Dawno dawno temu z powodów technicznych espresso u mnie przez jakiś czas nie było, a głód kawy był.
Jako, że głód kawy pozostał, więc trzeba było coś wymyślić. I tu w łapy wpadł mi gratis od Antonio
paczuszka zatytułowana Kawa do dripu, szklanki, moki, FP, aeropresu. Jako że dripa nie mam, jeszcze teraz go nie kupię, ale filmów na YT się naoglądałem to poszedłem za ciosem. Na pierwszy ogień filtr inspirowany podajże Chemexem
- robię go z mocnego ręcznika papierowego, dodatkowo zabezpieczając "wylewkę" drugim mniejszym filtrem. Robię takie coś z jednego świstak ręcznika plus drugie mniejsze z 1/4 świstka:
Wkładam większy w mniejszy i taki filtr ładuję do
Żywieckieg Drippera, czyli uciętej butelki po wodzie Żywiec, niegazowanej :ugeek: Do filtra sypię 15-20 gr kawy zmielonej nieco grubiej niż do ekspresu, zalewam 50 ml gorącej wody celem pre-infuzji.

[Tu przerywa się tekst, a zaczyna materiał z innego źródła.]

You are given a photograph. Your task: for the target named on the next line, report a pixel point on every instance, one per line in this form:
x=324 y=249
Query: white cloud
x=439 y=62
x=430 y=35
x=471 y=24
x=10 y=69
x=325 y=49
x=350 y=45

W tym czasie wylot butelki jest zakręcony korkiem
Po 30 sekundach pre-infuzja jest skończona, korek odkręcam i zaczyna sobie kawa lecieć do dzbanka. Teraz powoli dolewam 100-150 ml wodyi czekam aż wszystko przeleci. Całość trwa około 4-5 minut.
Gdy przestanie kapać rozlewam kawę do filiżanek, małżonce dolewam mleka i cieszymy się dobrą kawą - lepszą niż produkuje EA120, nie tak bogatą w smaki jak z EA150. No ale mam kawę w kubku
Zamiast ręcznika papierowego można użyć filtra do ekspresu przelewowego. Polecam eksperymenty z temperaturą wody.